Boğazıma oturan yumruyu göndermek için sesli bir şekilde yutkundum. Göz pınarlarımın dolmaya başladığını hissediyordum. Dudaklarımdaki tebessüm buruk bir gülümsemeye dönüştüğünde başımı hafifçe kaldırdım ve Sabahattin Ali'ye baktım. Üst üste dizdiğim kitap yığınımın tam yanında durmuş beni izliyordu. "Geldiniz," diye mırıldandım.
Ağır ağır harfleri çıkararak 'Geldim,' derken en üstteki mavi kitabı alıp ellerinin arasında çevirmeye başladı. İnce kitabın sayfalarını aradığını bulmak ister gibi çevirmeye başladı. Ellerinin arasında Kürk Mantolu Madonna değil de sanki başka birinin yazmış olduğu bir kitap var gibi inceliyordu.
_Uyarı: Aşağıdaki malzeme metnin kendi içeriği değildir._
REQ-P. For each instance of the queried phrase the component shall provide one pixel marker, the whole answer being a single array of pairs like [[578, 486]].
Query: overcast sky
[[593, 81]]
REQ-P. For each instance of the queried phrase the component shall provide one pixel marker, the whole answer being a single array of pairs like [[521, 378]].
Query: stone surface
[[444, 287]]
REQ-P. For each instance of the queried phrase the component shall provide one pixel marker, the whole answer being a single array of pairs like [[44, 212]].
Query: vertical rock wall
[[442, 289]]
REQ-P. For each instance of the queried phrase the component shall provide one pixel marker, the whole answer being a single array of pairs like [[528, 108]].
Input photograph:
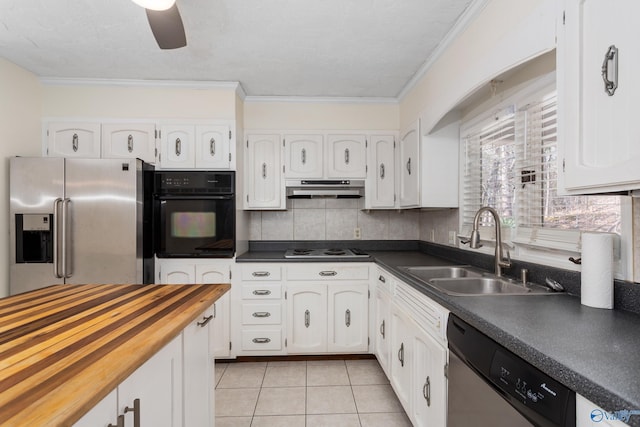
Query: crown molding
[[469, 14], [322, 99]]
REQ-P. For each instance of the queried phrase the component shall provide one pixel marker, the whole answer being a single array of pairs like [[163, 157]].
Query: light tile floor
[[319, 393]]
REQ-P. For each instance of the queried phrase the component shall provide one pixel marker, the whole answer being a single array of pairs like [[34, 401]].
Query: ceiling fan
[[165, 22]]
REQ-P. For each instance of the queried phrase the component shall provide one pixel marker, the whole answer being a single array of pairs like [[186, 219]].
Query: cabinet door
[[177, 147], [409, 167], [401, 357], [348, 327], [157, 385], [382, 331], [129, 140], [264, 173], [429, 400], [381, 174], [104, 413], [303, 156], [175, 273], [199, 380], [73, 140], [212, 147], [598, 140], [346, 156], [307, 318], [220, 326]]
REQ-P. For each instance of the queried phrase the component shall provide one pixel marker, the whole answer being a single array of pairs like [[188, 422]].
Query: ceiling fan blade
[[167, 27]]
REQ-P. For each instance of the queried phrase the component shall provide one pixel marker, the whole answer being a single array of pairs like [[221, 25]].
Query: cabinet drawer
[[262, 291], [261, 314], [256, 339], [314, 271], [261, 272]]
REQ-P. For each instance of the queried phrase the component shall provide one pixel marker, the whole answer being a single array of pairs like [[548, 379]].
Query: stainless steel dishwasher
[[491, 386]]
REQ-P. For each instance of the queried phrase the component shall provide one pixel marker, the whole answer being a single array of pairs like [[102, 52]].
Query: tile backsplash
[[336, 219]]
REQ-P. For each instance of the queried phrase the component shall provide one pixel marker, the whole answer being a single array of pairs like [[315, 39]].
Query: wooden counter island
[[66, 347]]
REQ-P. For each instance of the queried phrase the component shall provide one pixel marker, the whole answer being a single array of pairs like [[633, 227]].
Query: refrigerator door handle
[[66, 240], [57, 250]]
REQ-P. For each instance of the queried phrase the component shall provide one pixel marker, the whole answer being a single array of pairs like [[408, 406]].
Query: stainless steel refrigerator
[[79, 221]]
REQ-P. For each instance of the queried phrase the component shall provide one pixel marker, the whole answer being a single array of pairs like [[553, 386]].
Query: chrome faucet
[[474, 242]]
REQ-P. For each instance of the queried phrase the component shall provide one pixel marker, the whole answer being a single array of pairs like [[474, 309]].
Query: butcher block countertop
[[65, 347]]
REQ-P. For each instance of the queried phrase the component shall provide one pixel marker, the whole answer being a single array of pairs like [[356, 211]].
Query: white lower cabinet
[[150, 396], [184, 271]]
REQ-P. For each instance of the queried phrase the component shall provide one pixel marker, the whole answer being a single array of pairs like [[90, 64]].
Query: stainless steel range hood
[[338, 188]]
Meraklı gözleri sayfalar arasında gidip geliyor ve sonraki sayfayı ilgiyle çeviriyordu. 'Hayatının ritminden bahsediyordum,' diye mırıldandı. Ben bir şey söylemeyince devam etti. 'O ilaçlar sizin kafanızın içindekileri bitirmeyecektir. Sahi Aslı hala bunu anlayamadınız mı?'
Mesafeli konuşmasına içerleyerek sert bir sesle "Biliyorum," diyerek sözünü kestim. "İlaçların çözüm olmayacağını başından beri söyleyen zaten benim." İşaret parmağımla başımı işaret ederek "Bunu kesip atmadığım sürece her şey biraz devam edecek, Eğer böyle bir şans verilseydi yine de bunu yapamazdım. Kafamı kesip attığımda sizler de yok olacaksınız." diye ekledim.
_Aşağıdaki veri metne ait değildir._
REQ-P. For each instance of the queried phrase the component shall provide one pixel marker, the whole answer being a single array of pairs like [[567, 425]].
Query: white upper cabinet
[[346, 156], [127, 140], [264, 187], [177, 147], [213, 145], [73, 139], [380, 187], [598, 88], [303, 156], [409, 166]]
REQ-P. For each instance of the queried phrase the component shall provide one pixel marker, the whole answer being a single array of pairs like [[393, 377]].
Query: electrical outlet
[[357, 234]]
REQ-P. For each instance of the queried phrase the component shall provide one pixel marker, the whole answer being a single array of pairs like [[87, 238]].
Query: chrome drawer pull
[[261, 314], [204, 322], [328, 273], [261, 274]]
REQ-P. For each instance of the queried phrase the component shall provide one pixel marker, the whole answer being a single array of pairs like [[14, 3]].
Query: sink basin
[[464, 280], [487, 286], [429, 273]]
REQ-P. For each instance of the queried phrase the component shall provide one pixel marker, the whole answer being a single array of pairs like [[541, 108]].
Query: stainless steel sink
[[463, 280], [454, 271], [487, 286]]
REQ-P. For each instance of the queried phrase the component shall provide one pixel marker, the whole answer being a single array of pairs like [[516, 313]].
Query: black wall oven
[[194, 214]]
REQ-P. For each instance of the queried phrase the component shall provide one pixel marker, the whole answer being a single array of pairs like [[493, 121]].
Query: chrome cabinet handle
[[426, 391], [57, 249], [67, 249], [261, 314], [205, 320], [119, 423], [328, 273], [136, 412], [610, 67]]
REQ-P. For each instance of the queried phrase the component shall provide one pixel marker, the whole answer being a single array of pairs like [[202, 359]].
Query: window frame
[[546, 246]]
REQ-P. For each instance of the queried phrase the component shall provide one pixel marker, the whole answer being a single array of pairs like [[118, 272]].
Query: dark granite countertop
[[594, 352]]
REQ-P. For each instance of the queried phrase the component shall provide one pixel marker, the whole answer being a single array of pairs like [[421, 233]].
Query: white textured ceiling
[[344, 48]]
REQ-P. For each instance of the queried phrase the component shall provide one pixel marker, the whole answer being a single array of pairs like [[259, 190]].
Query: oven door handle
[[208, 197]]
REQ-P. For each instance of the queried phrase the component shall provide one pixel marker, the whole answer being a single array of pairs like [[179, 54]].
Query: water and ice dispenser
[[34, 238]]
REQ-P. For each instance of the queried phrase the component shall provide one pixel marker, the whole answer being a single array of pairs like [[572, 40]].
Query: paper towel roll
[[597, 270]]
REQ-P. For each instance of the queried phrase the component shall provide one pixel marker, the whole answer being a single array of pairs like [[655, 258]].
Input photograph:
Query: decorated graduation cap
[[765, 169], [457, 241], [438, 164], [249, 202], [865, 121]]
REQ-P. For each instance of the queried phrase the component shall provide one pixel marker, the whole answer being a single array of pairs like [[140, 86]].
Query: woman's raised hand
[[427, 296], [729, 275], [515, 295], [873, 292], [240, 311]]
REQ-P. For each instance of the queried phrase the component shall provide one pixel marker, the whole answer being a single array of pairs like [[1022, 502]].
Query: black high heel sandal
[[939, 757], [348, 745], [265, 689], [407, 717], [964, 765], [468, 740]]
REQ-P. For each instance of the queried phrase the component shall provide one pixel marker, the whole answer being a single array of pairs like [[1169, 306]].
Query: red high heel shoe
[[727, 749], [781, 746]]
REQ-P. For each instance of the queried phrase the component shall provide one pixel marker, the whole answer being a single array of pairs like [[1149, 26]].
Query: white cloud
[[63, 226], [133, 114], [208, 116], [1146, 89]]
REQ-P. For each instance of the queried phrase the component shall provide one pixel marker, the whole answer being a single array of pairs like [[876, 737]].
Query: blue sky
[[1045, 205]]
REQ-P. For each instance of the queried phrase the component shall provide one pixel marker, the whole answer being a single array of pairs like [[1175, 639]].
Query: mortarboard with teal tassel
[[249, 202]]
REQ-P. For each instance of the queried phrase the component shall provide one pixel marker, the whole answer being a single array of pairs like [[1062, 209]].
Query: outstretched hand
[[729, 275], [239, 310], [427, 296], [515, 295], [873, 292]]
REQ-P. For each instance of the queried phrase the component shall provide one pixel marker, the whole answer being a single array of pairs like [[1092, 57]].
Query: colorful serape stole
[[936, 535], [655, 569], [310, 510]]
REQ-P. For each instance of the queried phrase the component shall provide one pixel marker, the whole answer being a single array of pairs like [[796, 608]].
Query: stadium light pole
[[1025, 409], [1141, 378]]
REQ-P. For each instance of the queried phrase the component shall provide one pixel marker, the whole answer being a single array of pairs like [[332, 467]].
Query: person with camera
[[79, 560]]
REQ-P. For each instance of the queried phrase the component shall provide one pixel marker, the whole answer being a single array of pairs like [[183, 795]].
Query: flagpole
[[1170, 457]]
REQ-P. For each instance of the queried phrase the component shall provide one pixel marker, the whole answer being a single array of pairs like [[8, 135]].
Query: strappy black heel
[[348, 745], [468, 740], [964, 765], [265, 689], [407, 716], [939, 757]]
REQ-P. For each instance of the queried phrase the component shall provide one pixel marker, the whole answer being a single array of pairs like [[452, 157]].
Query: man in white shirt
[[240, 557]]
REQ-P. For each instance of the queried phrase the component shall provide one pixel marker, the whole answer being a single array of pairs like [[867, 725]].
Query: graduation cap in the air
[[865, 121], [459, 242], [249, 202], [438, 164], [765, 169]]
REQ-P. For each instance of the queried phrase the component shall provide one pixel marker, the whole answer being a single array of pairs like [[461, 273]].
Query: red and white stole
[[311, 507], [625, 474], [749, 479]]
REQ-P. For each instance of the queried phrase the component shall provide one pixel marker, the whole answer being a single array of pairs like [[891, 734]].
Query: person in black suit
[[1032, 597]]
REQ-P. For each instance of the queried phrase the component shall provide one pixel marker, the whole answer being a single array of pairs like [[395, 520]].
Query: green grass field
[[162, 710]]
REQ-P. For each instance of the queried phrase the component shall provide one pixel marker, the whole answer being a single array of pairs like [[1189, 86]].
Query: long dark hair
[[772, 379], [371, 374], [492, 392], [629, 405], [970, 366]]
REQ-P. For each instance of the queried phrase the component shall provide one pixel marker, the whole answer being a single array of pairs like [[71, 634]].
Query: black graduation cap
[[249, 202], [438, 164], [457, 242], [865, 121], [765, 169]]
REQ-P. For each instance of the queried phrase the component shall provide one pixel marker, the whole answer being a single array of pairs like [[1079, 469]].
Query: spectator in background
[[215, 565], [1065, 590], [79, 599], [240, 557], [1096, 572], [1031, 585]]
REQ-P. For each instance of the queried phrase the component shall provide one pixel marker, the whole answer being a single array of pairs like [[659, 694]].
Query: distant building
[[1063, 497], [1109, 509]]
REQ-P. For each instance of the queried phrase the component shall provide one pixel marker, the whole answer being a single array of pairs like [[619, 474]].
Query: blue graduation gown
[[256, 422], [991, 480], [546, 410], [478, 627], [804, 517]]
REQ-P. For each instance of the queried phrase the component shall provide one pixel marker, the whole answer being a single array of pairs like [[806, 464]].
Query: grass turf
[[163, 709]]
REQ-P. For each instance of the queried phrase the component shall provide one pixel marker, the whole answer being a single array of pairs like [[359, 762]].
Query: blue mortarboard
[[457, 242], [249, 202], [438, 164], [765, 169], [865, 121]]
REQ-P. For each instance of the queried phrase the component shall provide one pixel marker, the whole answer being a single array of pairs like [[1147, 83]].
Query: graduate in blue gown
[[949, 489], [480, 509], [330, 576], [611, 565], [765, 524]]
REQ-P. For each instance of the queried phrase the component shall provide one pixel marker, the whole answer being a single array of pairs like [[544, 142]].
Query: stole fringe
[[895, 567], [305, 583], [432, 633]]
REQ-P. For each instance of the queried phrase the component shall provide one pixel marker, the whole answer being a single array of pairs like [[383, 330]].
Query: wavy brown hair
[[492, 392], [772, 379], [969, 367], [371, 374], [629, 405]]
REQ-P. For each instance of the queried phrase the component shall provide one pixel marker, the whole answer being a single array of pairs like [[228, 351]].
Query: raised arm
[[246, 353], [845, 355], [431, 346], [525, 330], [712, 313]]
Kaşları şaşkınlıkla kalktı ve bakışları ağır bir ritimle beni buldu. 'Bizler senin kafanın içinde değiliz. Biz senin yüreğinin tam ortasındayız.'
Dudaklarıma geniş bir tebessüm yayıldı. "Peki," dedikten sonra başımı çevirip Can'ın hala uyuyup uyumadığına baktım. Uyuduğuna emin olduktan sonra kırgın bir sesle "Neden gittiniz?" diye sordum. Kuruyan dudaklarını araladığı esnada mutfaktan gelen büyük bir gürültü onun konuşmadan dudaklarını birbirine bastırmasına neden oldu.
Korkuyla başımı tekrar Can'a çevirdiğimde uykulu bir sesle gözlerini açmadan "Aslı," diye mırıldandı. Kötü bir şey yapıyormuş gibi yakalandığımı hissediyordum. Derin bir nefes aldıktan sonra ona yaklaşarak "Can," diye fısıldadım ama tepki vermedi. Bir elimi çırpınan kalbimin üzerine bıraktım. Can hareket etmeyince, uyanmadığından emin olarak başımı tekrar Sabahattin Ali'ye çevirdim ama yoktu. Koca bir boşluk tam karşımdaydı. Ona olan özlemimi, sitemimi dile getiremeden beni burada bırakarak gitmişti. En gitmez dediklerim hep ansızın gidenler oluyor zaten...
Korkularımın onu kaçırdığını düşünerek en çok kendime sinirlendim. Mutfaktan tekrar gelen ses sanki beynimin içine bir çivi batıyormuş hissi yaratmaya başladı. Başımı iki elim arasına alıp sıkıca baskı uygulamaya başladım. Dağılmak üzere olan cam bir bardağın parçaları dağılmasın diye iki elimle bastırmak gibi...
ŞİMDİ OKUDUĞUN
Camdan Kavanoz [TAMAMLANDI]
General FictionBeni sevdiğime ve sevildiğime ikna eden Can'a baktım. "Seni hep sevdim," dedi. "Seni kendimi kaybedecek kadar çok sevdim." Gülümsedim. Bu sevilmeyen bir kadının buruk gülümsemesiydi. Bir kabullenişti. "Seni kendimi bulacak kadar sevdim," dedim. "Se...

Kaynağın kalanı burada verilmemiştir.